The results support H2c since the indicators that regard technology confidence (in this case, AI knowledge) contributed towards having a positive opinion about robots in social services, as would be expected. Furthermore, all the TAM factors influencing motivation to adopt new technologies were significant. However, in the present study, digital technology efficacy had a negative impact, whereas in the study by Vu et al. [33] it had a positive effect. By contrast, the perceived threat of general job loss had a positive effect in the present study, but a negative one in the study by Vu et al. [33]. This could be due to the fact that the present research is specifically concerned with robots for companionship, whereas in that by Vu et al. [33] the dependent variable considers robots in general.

H2 also concerns the individual level predictor which states that people who use the internet frequently are more confident with robots (H2d). The analysis confirmed this to be true. People who use the internet daily are also more likely to express confident opinions about social robots than people who do not have any internet access. This finding should stimulate further reflections and research into the issues concerning the digital divide.

Finally, the results support H3, but they do not sustain H5, thus more different country level factors should be considered in further studies in order to identify which factors impact attitudes towards social robots at the contextual level.

The purpose of this study was to answer the research questions using an approach that tests the hypotheses considering both the micro and the macro level. Although the results at the contextual level are not conclusive, the overall results provide important information for social policies makers, educators and organizations that will help them consolidate initiatives, formulate precise guidelines and best practices, and identify the most relevant variables to consider in order to facilitate the acceptance of social robots for the provision of companionship. Since our results show that people living under more disadvantaged conditions (i.e. belonging to a low social class and living in rural area) have less positive attitudes towards social robots, the initiatives to pursue at the educational, political and practical levels will require careful consideration in order to avoid that the use of the social robots for the assistance of the elderly generate more social inequality.

According to the informative statistics (AIC and BIC), the random slope model is the best model, and it shows a clear relationship between opinions about robots and having a positive attitude towards the use of robots for social services, a relationship which differs across countries.

The relatively small number of clusters (28 countries) could be considered a limitation of the study. Although the debate about the number of clusters to use remains open, various studies considering different numbers of level-2 units are present in the literature. Another possible limitation of the study could be the presence of non-significant variables, which could have been excluded from the statistical model, but were instead left in to demonstrate the model in its entirety.
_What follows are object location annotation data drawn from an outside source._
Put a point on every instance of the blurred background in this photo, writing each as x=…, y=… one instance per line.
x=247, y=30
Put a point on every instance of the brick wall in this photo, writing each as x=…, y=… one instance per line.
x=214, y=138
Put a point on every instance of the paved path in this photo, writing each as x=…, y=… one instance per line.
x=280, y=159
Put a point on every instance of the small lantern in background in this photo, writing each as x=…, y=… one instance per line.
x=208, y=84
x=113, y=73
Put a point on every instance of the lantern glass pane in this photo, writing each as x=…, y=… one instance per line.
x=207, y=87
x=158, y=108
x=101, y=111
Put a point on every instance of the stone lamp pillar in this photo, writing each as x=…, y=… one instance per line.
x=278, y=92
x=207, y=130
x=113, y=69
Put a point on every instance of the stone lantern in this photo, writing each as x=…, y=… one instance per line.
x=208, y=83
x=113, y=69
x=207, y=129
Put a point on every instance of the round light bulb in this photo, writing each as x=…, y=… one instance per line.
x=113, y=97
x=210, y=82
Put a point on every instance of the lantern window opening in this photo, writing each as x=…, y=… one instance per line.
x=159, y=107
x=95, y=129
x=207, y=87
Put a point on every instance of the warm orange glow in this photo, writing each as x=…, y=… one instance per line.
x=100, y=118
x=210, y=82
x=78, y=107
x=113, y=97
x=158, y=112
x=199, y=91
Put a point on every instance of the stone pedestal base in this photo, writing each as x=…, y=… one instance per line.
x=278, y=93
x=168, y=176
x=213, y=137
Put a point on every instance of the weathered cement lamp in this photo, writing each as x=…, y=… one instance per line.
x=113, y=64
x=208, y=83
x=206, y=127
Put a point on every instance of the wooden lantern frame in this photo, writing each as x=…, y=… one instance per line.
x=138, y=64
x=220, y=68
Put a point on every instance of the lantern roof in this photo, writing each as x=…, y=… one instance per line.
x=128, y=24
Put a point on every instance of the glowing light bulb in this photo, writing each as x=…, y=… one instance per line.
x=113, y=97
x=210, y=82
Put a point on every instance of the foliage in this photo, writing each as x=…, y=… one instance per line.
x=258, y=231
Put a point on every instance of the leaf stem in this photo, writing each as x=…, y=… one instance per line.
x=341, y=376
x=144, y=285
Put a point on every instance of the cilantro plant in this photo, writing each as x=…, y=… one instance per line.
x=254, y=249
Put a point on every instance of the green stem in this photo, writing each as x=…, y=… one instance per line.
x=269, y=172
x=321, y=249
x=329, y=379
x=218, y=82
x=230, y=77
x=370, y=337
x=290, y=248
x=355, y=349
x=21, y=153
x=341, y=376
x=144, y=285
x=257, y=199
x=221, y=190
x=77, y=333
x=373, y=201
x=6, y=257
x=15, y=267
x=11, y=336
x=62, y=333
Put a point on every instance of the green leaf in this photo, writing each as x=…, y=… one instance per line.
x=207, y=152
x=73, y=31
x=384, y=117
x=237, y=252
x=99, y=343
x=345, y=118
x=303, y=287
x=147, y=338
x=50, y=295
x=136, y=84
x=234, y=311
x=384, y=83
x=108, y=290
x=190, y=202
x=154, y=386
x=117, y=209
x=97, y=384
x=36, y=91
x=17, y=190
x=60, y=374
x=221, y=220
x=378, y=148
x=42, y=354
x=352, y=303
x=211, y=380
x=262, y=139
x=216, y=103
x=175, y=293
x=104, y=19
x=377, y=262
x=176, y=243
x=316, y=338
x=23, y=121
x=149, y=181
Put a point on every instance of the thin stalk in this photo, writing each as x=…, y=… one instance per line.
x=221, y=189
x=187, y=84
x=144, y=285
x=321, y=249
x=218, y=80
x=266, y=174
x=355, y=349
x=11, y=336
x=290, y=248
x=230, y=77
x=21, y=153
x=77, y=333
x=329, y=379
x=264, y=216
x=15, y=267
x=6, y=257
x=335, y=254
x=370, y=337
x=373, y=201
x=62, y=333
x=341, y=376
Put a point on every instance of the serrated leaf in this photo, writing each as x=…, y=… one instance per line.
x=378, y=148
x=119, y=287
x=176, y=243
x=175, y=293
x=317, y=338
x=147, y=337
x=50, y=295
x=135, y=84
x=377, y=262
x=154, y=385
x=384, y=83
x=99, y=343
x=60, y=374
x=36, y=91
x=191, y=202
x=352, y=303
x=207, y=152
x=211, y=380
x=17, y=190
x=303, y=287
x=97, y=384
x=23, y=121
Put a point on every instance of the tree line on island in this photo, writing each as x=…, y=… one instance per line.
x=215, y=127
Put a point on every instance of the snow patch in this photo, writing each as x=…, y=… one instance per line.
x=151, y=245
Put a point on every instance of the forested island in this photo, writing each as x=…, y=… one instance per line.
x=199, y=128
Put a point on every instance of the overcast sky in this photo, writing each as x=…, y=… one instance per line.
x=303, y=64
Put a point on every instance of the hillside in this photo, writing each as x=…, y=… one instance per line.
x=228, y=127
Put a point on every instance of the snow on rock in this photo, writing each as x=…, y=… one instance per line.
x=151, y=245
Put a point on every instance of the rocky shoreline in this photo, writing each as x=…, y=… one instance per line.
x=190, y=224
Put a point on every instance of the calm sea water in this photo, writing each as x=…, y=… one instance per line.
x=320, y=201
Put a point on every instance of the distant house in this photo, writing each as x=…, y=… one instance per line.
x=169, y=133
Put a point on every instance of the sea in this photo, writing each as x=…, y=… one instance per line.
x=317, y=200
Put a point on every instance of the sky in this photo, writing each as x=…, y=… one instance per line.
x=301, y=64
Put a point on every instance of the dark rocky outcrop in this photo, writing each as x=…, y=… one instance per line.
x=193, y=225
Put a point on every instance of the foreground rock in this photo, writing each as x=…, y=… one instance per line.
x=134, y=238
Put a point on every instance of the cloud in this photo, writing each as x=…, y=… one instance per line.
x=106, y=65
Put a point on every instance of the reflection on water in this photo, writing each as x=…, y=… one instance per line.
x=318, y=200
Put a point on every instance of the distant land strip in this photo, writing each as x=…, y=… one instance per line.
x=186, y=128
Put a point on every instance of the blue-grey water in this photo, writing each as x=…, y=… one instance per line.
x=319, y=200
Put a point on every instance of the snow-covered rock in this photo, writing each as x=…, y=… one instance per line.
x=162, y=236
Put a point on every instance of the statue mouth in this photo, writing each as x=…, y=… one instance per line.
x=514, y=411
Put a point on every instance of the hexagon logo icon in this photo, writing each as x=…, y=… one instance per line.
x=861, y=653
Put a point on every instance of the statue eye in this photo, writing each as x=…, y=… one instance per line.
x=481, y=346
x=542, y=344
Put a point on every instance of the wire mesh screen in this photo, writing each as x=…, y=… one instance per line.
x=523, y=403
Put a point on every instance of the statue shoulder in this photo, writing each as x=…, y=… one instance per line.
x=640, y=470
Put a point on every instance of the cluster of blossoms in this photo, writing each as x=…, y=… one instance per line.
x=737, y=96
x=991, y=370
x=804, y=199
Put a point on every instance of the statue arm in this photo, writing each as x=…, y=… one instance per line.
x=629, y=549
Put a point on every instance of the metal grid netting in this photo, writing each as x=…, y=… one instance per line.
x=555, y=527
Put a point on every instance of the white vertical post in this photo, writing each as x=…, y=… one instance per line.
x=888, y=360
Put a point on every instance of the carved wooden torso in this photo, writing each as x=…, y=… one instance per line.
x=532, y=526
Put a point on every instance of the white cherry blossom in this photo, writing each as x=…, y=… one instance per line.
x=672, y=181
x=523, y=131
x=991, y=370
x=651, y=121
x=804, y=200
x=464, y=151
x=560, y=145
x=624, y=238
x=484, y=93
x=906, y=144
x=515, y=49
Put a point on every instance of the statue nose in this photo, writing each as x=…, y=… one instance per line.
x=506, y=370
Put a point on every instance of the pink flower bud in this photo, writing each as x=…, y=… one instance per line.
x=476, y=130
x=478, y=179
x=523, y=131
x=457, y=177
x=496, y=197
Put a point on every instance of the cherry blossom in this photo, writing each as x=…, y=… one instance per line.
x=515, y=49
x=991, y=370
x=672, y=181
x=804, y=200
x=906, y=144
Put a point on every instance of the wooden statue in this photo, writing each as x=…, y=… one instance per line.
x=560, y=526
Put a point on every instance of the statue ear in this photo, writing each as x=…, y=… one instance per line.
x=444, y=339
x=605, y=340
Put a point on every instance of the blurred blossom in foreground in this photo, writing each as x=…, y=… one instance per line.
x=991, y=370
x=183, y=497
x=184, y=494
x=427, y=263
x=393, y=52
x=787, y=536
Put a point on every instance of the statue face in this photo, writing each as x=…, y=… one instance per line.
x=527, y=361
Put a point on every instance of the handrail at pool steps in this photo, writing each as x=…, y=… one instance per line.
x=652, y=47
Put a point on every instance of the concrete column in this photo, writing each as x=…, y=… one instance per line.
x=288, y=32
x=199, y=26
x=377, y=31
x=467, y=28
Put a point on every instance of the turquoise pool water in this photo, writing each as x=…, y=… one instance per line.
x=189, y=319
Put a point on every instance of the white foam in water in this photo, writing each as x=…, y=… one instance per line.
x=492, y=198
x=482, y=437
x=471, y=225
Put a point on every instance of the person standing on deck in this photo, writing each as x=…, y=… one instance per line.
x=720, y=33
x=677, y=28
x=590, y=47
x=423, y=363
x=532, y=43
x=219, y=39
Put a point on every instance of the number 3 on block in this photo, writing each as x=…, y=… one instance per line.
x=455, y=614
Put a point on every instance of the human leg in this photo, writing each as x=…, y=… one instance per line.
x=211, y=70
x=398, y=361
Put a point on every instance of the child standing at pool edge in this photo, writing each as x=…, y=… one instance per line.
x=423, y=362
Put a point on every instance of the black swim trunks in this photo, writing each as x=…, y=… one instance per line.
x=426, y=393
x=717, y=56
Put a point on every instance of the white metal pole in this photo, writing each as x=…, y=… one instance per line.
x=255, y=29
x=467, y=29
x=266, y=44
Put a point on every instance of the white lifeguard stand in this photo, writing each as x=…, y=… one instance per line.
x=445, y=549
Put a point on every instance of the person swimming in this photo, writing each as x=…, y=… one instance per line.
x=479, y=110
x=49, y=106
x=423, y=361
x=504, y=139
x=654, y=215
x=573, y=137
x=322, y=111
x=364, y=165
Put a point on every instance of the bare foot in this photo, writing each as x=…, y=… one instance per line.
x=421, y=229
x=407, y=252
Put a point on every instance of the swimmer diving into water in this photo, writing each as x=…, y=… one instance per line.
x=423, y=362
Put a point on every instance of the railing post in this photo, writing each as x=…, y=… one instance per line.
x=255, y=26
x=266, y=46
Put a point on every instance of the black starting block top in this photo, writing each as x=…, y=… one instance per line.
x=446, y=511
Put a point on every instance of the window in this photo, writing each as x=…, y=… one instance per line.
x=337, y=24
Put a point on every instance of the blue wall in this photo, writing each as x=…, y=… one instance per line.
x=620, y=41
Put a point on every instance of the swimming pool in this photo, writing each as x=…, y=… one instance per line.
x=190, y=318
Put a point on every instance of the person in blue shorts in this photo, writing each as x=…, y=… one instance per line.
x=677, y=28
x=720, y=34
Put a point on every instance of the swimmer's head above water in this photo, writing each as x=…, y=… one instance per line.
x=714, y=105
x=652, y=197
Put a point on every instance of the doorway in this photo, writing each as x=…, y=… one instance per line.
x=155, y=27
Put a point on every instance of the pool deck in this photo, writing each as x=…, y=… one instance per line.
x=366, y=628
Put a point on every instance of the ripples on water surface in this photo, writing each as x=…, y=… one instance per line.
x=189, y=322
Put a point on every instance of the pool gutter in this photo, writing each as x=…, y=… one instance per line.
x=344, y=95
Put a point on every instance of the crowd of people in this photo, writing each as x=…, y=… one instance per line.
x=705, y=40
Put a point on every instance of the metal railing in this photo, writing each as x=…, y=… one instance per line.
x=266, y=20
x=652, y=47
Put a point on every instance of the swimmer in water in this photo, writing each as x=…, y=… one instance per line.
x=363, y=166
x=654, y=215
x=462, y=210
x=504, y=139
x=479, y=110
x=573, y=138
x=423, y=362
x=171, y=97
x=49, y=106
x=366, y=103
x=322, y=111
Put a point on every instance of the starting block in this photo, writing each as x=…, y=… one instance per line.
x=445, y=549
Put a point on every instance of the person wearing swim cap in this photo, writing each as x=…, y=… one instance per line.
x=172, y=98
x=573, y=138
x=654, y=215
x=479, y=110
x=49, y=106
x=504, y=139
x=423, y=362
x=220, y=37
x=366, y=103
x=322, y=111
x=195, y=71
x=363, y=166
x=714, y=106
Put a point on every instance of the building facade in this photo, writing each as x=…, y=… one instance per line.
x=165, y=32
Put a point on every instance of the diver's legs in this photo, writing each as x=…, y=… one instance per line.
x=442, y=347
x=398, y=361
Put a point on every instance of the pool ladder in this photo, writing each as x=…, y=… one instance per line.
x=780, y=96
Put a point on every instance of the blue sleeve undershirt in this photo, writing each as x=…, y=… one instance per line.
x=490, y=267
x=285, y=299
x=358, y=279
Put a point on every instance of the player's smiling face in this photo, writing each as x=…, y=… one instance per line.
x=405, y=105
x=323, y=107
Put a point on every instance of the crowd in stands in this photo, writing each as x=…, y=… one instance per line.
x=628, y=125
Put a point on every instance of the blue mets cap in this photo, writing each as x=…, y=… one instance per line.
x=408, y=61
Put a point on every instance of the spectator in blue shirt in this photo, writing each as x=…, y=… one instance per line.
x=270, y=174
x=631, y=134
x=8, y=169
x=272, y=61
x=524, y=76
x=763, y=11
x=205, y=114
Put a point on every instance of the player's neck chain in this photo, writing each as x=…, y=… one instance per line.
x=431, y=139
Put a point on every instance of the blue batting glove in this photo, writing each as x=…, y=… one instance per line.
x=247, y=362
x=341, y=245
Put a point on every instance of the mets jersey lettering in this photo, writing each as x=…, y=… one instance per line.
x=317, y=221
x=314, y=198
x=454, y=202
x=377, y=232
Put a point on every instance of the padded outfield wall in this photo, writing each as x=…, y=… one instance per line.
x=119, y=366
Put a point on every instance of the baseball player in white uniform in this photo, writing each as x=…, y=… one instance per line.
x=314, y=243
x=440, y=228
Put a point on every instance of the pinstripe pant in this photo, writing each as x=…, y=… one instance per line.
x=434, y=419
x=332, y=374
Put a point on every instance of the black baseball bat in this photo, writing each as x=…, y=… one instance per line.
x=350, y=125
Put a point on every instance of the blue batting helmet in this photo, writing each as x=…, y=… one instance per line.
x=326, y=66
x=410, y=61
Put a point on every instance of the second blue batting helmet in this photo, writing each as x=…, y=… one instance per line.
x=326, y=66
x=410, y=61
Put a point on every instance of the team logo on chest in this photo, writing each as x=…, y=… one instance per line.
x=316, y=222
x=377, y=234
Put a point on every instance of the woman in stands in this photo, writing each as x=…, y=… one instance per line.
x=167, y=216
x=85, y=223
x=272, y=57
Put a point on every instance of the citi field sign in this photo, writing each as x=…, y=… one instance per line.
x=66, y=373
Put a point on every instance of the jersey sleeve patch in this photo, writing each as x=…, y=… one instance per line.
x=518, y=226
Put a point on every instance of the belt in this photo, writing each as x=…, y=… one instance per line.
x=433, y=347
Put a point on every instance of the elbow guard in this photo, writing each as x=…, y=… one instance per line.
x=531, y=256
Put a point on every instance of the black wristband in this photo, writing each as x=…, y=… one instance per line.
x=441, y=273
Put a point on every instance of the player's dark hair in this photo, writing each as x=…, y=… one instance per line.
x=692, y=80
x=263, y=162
Moreover, future studies should examine the effect of time in the evaluation of robots for social assistance since robots are expected to be increasingly introduced into this sphere of society [16]. Future work could also consider robot shape and specific functions. This research could be developed even further by considering the sub-national levels since national characteristics are not always homogeneous within any given country. This would also increase the number of the level-2 units and provide the opportunity to consider the countries again, even as a third level of analysis.